简化字总表
历史
1964年版《简化字总表》第三表中,“貯”字的简化字原是“贝宁”。1965年出版《简化字总表检字》中才悄悄地改为“贮”。
1964年1月7日,中国文字改革委员会向国务院提交《关于简化字问题的请示》,提到类推简化“由于原方案交代不够明确,目前出版物上存在分歧混乱现象”,例如“過”字简化为“过”,但是“過”字旁的“撾”字,有简化为“挝”的,有仍用“撾”的;“马”作为偏旁简化为“马”,但“馬”本字,有简化为“马”的,有仍用“馬”的。这种写法上的混乱,对出版界和教育界影响尤其重大。文改会在修订方案时,确定类推简化的原则。因为该年秋季用的课本及若干词典即将排印,故请求国务院先行批准,以便尽快公布执行。
1964年2月4日,国务院批示同意类推简化原则。
1964年3月7日,中国文字改革委员会、文化部、教育部发出《关于简化字的联合通知》,规定用作偏旁时也应该同样简化的简化字92个(原收录于《汉字简化方案》第一、二表),及独立成字时也应该同样简化的偏旁40个(原收录于《汉字简化方案》第三表〈汉字偏旁简化表〉)。
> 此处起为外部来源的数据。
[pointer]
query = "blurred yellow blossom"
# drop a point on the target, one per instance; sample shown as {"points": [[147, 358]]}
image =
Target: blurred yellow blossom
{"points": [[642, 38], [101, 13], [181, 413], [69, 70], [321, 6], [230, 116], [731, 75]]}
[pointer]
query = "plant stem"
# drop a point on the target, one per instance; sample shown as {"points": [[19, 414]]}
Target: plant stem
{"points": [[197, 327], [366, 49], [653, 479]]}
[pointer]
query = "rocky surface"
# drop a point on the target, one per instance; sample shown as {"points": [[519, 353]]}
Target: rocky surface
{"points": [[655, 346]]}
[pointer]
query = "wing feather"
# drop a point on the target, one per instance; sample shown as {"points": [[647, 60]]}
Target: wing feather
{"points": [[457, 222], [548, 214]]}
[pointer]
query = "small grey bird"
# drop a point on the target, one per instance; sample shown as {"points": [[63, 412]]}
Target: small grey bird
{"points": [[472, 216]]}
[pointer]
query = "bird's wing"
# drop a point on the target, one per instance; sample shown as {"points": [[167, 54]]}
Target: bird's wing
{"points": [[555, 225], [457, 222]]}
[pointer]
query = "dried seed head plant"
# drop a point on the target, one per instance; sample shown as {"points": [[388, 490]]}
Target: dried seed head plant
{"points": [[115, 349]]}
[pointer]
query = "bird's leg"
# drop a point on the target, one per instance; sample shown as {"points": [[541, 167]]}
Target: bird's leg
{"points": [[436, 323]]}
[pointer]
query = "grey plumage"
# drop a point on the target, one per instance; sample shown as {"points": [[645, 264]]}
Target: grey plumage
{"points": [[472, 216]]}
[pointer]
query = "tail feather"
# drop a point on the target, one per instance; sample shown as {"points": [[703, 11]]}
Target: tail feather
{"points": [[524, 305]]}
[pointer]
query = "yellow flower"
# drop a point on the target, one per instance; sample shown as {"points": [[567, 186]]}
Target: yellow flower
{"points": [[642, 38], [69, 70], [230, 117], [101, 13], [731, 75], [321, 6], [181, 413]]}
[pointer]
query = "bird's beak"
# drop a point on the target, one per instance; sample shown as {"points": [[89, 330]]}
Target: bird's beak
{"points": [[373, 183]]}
1964年5月,中国文字改革委员会发表《简化字总表》,是对1956年《汉字简化方案》的修订。《汉字简化方案》中有28个简化字此前仍在试用,全数收入《简化字总表》中正式推行。
1977年12月20日,中国文字改革委员会公布《第二次汉字简化方案(草案)》,在出版物上试用,不久后中止。
1986年2月25日,国家语言文字工作委员会向国务院提交《关于废止〈第二次汉字简化方案(草案)〉和纠正社会用字混乱现象的请示》,提到《汉字简化方案》和《简化字总表》虽然使用多年,社会上仍然不能准确使用简化字,故此不宜再推行新简化字,并应重新发表《简化字总表》作为简化字规范。
1986年6月24日,国务院批转通知,宣布废除“二简字”及同意重新发表《简化字总表》。
1986年10月,国家语言文字工作委员会重新发表《简化字总表》,并作了以下改动:“叠”、“覆”、“像”、“囉”不再作“迭”、“复”、“象”、“罗”的繁体字处理(第一表简化字由352个减少到350个)。“囉”类推简化为“啰”(第三表简化字由1,753个增加到1,754个)。又对“瞭”、“馀”、“雠”等字加了修改注释。还有一个在重新发表的说明中没有提到的更改,就是第三表“貯”的简化字由“贝宁”改为“贮”。。
2013年6月5日,国务院公布《通用规范汉字表》,还有两个附表,分别是《规范字与繁体字、异体字对照表》和《〈通用规范汉字表〉笔画检字表》,社会一般应用领域的汉字使用以《通用规范汉字表》为准,《简化字总表》、《第一批异体字整理表》、《印刷通用汉字字形表》等原有相关字表停止使用。
与《汉字简化方案》差异
“临”字在《汉字简化方案》中左旁简化为一竖一撇,用了八年后在《简化字总表》中才改为两竖。
1964年的《简化字总表》与1956年的《汉字简化方案》有差异,主要是《简化字总表》在《汉字简化方案》的基础上作出修补。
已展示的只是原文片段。